|Some houses along the beach.|
|Two children playing on the beach.||This dog started to wade out into the surf. I don't know why—there wasn't anyone out there.|
Meanwhile, Marcie had started preparing Easter dinner, consisting of a canned ham (which looked like Spam but tasted much better), fresh chunky mashed squash, and steamed broccoli. Before dinner was ready, the wind shifted as rains moved down from the mountain. Our location in the anchorage had been quite comfortable, but as all the boats swung into the fresh breeze, the geometry changed and our location suddenly became compromised. We wound up swinging very close to a sailboat behind us and a local fishing boat in front of us; the man on the sailboat came on deck and complained to David that we were too close. David at first announced that we would move the boat, but with brisk winds and approaching darkness that would have been risky. Instead, he decided we would stand watches all night to monitor the situation and we'd move the boat in the morning. We started watches immediately and wound up having Easter dinner in the damp cockpit, dimly lit by the anchor light above the boom gallows. Nevertheless, Easter dinner was delicious.

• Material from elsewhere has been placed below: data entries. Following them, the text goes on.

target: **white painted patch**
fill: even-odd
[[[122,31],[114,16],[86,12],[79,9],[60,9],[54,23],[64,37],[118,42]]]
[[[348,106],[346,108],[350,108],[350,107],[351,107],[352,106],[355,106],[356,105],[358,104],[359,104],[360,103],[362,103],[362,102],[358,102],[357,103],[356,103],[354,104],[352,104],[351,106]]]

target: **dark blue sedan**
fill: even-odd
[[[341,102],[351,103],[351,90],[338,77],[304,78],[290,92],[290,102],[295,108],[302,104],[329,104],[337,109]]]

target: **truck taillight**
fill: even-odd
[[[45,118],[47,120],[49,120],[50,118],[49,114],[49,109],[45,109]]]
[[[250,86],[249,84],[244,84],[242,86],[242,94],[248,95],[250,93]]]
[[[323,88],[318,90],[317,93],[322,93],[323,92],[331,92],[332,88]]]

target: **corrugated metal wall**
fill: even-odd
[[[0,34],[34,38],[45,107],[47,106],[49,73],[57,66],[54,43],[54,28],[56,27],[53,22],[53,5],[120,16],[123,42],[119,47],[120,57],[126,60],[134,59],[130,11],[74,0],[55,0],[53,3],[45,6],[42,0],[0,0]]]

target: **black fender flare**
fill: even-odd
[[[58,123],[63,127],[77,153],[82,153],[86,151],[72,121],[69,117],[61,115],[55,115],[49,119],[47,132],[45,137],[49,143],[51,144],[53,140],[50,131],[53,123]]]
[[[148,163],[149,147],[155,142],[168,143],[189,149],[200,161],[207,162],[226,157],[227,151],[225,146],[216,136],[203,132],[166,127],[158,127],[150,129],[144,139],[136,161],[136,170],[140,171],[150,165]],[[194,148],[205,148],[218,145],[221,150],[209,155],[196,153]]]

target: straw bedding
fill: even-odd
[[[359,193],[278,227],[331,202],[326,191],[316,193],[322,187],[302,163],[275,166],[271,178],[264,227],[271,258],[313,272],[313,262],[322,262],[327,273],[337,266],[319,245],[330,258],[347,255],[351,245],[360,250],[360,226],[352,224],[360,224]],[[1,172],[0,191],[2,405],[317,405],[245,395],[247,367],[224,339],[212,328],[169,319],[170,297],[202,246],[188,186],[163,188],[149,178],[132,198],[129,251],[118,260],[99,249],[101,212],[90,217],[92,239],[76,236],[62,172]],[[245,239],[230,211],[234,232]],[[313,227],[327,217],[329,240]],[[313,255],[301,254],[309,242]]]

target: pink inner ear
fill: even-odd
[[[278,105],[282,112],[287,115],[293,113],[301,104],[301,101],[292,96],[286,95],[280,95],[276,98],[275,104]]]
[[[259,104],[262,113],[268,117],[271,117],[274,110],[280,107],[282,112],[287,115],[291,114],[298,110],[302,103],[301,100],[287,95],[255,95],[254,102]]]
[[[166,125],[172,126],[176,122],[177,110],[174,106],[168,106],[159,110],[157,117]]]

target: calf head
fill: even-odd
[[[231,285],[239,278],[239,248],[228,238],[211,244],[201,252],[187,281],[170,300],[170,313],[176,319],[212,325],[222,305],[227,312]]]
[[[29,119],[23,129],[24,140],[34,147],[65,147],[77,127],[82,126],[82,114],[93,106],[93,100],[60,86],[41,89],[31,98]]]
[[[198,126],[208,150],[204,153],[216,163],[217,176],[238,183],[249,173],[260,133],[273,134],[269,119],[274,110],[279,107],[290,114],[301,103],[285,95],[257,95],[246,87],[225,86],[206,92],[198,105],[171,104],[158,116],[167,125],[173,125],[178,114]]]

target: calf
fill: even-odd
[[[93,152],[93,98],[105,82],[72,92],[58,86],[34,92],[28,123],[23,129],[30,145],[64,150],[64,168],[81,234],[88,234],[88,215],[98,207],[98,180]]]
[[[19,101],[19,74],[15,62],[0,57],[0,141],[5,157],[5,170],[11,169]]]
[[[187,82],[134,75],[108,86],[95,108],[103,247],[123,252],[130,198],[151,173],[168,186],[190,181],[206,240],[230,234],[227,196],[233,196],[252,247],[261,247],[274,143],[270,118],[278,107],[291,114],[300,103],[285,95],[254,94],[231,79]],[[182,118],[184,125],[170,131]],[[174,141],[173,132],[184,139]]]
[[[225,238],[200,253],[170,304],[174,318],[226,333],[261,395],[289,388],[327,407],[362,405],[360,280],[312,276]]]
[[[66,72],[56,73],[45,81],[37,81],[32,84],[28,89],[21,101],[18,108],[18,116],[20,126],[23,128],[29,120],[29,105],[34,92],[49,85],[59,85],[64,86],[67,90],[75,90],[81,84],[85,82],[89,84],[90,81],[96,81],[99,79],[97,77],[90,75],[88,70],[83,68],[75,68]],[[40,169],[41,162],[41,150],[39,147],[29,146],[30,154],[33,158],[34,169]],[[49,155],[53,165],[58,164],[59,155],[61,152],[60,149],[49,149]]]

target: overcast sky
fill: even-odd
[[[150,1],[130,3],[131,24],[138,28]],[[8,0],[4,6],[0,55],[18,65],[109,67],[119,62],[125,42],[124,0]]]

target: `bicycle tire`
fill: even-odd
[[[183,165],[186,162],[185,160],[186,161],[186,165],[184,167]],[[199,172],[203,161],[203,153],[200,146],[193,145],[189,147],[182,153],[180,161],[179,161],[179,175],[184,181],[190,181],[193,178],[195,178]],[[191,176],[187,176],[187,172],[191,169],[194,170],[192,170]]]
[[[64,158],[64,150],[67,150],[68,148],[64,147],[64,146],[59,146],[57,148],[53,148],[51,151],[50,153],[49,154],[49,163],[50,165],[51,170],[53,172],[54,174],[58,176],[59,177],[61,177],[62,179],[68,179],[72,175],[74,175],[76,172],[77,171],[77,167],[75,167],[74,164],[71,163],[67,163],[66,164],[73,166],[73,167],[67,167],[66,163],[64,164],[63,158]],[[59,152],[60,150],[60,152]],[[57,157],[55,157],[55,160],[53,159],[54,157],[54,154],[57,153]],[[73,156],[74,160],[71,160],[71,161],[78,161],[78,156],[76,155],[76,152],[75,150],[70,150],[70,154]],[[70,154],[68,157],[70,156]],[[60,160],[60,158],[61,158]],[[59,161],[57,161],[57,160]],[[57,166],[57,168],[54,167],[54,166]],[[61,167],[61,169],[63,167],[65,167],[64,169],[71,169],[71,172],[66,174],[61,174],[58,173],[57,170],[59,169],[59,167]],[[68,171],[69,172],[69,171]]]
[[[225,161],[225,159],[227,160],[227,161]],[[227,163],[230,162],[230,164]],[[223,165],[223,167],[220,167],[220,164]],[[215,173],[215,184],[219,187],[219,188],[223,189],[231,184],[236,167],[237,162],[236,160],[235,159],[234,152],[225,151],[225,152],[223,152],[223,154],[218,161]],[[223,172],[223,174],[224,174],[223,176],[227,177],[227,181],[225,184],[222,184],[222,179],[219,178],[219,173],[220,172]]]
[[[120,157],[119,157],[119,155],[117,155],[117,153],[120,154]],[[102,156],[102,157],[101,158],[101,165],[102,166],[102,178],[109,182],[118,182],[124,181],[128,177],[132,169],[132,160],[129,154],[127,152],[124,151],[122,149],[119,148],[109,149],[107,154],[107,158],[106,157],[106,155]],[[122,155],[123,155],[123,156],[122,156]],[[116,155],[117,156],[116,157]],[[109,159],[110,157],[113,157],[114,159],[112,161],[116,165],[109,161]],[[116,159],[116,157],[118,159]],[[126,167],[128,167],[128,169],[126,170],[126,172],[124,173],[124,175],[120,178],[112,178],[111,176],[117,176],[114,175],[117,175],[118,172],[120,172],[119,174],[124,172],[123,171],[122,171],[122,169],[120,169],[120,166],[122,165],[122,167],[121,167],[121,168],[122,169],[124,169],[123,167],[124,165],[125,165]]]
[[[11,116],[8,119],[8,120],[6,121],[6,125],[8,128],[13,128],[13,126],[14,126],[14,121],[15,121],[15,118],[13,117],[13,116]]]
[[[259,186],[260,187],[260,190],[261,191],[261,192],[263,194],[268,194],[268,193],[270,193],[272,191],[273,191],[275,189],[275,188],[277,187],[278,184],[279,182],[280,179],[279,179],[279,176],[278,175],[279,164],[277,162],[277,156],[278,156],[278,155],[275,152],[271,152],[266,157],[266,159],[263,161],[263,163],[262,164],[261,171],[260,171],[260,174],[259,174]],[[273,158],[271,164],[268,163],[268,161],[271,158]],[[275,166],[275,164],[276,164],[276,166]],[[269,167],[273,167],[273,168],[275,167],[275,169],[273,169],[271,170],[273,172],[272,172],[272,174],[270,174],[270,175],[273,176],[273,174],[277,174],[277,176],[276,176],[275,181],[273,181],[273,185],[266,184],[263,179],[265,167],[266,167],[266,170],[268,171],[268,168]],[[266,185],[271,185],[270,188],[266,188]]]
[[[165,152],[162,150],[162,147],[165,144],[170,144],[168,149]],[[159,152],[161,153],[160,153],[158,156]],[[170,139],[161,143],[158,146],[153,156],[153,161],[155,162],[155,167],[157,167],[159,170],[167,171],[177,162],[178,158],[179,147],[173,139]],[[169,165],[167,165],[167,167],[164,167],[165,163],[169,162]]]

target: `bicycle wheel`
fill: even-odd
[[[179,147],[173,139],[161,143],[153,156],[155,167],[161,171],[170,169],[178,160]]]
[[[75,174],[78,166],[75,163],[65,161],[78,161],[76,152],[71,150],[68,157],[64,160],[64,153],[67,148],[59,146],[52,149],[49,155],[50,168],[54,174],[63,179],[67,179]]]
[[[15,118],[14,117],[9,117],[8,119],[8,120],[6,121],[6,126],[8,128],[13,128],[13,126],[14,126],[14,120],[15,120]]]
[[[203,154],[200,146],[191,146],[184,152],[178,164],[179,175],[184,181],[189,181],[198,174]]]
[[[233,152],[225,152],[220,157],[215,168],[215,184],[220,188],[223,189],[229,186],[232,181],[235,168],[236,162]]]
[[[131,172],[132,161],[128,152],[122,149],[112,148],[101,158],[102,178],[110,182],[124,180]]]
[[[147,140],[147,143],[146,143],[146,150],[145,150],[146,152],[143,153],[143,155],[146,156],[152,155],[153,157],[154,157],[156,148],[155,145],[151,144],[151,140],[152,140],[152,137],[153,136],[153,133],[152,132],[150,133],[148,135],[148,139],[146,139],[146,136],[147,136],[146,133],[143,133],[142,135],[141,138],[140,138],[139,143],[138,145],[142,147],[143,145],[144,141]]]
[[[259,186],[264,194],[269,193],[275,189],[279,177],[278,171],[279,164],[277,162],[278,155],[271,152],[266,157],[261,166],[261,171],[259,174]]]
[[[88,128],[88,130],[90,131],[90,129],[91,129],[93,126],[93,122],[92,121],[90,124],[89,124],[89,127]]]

My 8:00 p.m. to 12:00 midnight watch was a little dicey since the wind varied in both speed and direction. Combined with the tidal current flowing through the anchorage, this caused boats to swing this way and that way. Due to the varying effects of wind and tide, sometimes adjacent boats would point in different directions, greatly complicating the geometry. Twice I had to call David when it looked like we would hit the fishing boat in front of us. It was a long watch and I was glad when David finally relieved me.
Monday, April 12, 2004 (Day 15 in the Galápagos Archipelago)
This morning, we got up early to move the boat during the calm of the morning. It had rained several times last night (though not heavily) and everything on deck was wet. While we were preparing to get under way, we saw a big school of fish swirling around in the water near the boat. There were hundreds of silvery fish from 6" to 10" long. I saw a sea-lion swim towards the fish, and the fish surged away en masse with the trailing edge of the school appearing almost as a solid line. We moved the boat without any difficulty although the new location wasn't as comfortable since it was more exposed to ocean swell.